Accurate and Reproducible Conjugate Gradient in Hybrid Parallel Environments

Parallel Math LibraryExtreme-Scale ParallelismPerformance & Correctness Tools



On Krylov subspace methods such as the Conjugate Gradient (CG), the number of iterations until convergence may increase due to the loss of computation accuracy caused by rounding errors in floating-point computations. Besides, as the order of operations is non-deterministic on parallel computations, the result and the behavior of the convergence may diverge in different environments, even for the same input. Hence, we propose three algorithmic strategies to secure accurate and reproducible computations in CG: - The first solution originates from the ExBLAS approach, which efficiently combines floating-point expansions and Kulisch accumulator, and preserves every bit of result until the final rounding. - The second is based on the Ozaki scheme, which is the error-free transformation for dot-product that can ensure the correct-rounding.
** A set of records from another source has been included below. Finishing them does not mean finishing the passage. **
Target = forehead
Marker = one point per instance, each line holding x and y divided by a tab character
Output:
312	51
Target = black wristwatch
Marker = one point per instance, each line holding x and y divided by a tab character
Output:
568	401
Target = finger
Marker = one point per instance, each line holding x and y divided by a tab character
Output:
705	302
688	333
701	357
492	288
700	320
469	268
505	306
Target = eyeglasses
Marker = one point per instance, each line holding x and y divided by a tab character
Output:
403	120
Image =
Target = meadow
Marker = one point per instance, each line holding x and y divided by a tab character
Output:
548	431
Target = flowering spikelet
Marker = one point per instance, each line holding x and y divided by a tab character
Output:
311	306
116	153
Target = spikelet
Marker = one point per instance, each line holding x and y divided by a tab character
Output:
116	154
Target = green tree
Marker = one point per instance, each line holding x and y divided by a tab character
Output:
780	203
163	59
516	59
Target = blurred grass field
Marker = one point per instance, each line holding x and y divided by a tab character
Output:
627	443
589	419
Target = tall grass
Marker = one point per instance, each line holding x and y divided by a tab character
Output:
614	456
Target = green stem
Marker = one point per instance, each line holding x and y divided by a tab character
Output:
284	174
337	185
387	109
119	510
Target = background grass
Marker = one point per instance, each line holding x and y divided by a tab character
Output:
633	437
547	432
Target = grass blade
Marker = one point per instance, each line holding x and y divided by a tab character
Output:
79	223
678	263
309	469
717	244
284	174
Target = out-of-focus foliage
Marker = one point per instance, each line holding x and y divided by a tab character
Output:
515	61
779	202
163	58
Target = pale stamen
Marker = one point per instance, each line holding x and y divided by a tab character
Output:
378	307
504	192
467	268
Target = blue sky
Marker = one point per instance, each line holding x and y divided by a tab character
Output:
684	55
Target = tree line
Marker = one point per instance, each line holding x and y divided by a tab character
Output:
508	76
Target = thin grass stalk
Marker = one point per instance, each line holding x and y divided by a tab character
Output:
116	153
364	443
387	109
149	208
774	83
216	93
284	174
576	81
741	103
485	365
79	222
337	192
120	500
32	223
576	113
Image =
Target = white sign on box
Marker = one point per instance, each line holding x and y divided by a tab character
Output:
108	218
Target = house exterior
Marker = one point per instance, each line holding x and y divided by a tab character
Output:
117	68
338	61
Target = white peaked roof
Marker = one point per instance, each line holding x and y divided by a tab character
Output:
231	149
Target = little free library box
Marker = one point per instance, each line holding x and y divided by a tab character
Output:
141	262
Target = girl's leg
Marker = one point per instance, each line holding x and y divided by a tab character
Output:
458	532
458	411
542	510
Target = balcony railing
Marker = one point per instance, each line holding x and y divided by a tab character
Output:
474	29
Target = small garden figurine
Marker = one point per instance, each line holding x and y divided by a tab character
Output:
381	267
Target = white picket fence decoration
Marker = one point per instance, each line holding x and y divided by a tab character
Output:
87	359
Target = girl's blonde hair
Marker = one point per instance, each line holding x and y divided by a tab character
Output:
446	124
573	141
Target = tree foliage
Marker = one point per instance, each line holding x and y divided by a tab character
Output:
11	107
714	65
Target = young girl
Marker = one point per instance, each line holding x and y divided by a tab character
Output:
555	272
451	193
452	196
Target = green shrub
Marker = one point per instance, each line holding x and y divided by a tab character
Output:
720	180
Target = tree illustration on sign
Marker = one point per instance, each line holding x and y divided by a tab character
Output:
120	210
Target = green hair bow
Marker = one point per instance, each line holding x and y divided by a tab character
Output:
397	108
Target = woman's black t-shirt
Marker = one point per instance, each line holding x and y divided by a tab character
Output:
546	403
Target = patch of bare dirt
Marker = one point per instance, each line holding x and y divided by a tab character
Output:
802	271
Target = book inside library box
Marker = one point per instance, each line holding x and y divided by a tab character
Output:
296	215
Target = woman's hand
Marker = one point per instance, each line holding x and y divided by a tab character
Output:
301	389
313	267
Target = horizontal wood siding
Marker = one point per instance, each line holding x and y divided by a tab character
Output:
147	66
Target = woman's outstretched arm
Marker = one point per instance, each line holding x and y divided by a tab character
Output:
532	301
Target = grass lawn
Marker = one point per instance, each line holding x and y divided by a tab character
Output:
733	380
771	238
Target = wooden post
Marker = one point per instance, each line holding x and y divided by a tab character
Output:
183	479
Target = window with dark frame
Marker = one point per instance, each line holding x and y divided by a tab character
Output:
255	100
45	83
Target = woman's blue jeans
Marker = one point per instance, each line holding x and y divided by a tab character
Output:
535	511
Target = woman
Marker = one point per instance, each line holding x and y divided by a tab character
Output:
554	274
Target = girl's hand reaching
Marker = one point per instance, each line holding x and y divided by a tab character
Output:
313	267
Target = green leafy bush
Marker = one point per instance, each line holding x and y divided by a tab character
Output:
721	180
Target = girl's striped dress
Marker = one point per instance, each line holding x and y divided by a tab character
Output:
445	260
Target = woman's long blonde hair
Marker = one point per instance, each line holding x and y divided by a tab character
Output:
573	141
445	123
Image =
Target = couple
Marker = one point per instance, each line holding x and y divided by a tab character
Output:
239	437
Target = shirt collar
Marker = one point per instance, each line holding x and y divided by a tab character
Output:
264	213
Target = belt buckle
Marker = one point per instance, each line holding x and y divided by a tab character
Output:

One of the benefits of the method is that it can be built upon vendor-provided linear algebra libraries such as Intel Math Kernel Library and NVIDIA cuBLAS/ cuSparse, reducing the development cost. - The third is a customized version of the first that relies upon floating-point expansions and, hence, expands the intermediate precision. Instead of converting the entire solver, we identify those parts that violate non-associativity and fix them. These algorithmic strategies are reinforced with programmability suggestions to assure deterministic executions. Finally, we demonstrate the applicability and the effectiveness of the proposed strategies on CPUs, GPUs, and cross-platform using the 3D Poisson matrix as well as the matrices from the SuiteSparse Matrix Collection.